Ombuds Office, OUSA and CASA observership discussed at SRA
SRA meeting on Jan. 29 involved discussions on the role of the Ombuds Office, the Ontario Undergraduate Student Alliance and the MSU rejoining CASA.
he Student Representative Assembly meeting 22M took place on Jan. 29 in Gilmour Hall. In this meeting, the assembly covered the accessibility and services of the Ombuds Office, the initiatives being pushed by the Ontario Undergraduate Student Alliance and a motion for the McMaster Students Union to have observer status on the Canadian Alliance of Student Associations.
University Ombuds Carolyn Brendon and Assistant Ombuds Meghan Rego attended the SRA meeting and spoke on the role of the Ombuds Office and the services it offers to McMaster University students.
The Ombuds Office representatives as a part of an outreach initiative to help the university better understand the role of the office within the community.
The Ombuds Office is located at MUSC 210 and offers free and confidential counseling to all members of the McMaster community. Brendan explained that the mandate of the Ombuds details three key principles by which their practices abide by — independence, impartiality and confidentiality.
The Ombuds Office operates outside of the academic and administrative hierarchy and strives for minimal institutional impediments. They also abide by standard confidentiality principles, in which all information discussed is confidential unless there is an imminent risk of harm.
The Ombuds Office deals with academic and non-academic issues, including student financial matters, behavioral and professional codes of conduct, employment and any other student-related issues and concerns.
OUSA President Jessica Look and executive director Malika Dhanani also spoke at the SRA meeting about their organization.

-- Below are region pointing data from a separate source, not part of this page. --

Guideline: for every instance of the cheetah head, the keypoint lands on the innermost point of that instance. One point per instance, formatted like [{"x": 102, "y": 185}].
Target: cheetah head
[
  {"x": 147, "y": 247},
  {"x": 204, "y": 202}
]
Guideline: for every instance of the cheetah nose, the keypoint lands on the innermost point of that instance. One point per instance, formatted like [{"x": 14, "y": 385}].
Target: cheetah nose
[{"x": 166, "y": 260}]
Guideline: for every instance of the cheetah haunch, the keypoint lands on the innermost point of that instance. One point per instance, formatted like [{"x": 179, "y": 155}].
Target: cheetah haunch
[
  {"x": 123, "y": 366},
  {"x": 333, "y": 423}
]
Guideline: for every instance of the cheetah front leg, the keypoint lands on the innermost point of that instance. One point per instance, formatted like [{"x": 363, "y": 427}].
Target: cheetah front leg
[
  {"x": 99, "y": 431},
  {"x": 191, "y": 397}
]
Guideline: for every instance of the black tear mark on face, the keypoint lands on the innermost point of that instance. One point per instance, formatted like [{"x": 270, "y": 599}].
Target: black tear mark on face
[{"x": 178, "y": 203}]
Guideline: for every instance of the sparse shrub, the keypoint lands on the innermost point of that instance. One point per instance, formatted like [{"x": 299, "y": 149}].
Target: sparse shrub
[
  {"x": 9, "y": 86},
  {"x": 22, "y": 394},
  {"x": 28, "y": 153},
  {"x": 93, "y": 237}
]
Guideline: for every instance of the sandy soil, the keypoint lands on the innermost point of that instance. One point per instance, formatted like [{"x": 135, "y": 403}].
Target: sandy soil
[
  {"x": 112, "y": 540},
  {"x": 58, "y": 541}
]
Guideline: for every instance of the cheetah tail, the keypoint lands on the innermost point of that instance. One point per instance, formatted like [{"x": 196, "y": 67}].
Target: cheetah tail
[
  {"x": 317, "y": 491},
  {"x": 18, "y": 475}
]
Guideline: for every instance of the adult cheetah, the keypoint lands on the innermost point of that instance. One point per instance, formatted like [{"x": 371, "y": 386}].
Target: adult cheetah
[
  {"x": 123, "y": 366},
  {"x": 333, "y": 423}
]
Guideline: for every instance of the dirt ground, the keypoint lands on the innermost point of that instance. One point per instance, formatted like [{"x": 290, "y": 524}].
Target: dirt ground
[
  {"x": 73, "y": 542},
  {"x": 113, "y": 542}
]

OUSA is a collaboration of student governments across the province that advocates for affordable, accessible, accountable and high quality post-secondary education.
Some of the core functions of OUSA include developing informed substantive policy papers, lobbying the provincial government to enact changes and representing the student perspective on the provincial level.
Look and Dhanani detailed how they aim to uplift the student voice through their blog, where student contributors outside of OUSA are free to submit pieces on policy issues they are passionate about. Additionally, OUSA offers summer student internships.
Following the discussion on OUSA’s initiatives and role representing the MSU, the meeting transitioned to other matters, including a discussion around seeking observership with CASA.
The motion to discuss and vote on CASA observership was moved by MSU President Simranjeet Singh and seconded by Vice President (Education) Elizabeth Wong. Singh shared that CASA is currently the largest body that does advocacy work for student unions at the federal level.
The MSU is currently part of a separate federal advocacy organization, the Undergraduates of Canadian Research-Intensive Universities. Singh explained that with UCRU, the MSU was able to meet with 20 Members of Parliament during lobbying week, while members of CASA were able to meet with 156. The MSU was a member of CASA in the past but left in 2017 due to issues with their management of affairs.
Singh and Wong are proposing CASA observership, a two-year process in which the MSU would attend meetings and try out a CASA membership. Observership would allow the MSU to make an informed decision about whether shifting to CASA involvement would be beneficial.
Observership can be revoked at any point with no consequence and the MSU would remain with UCRU throughout the observership. Following some discussion, the motion was passed with 26 in favour, zero opposed and two abstaining.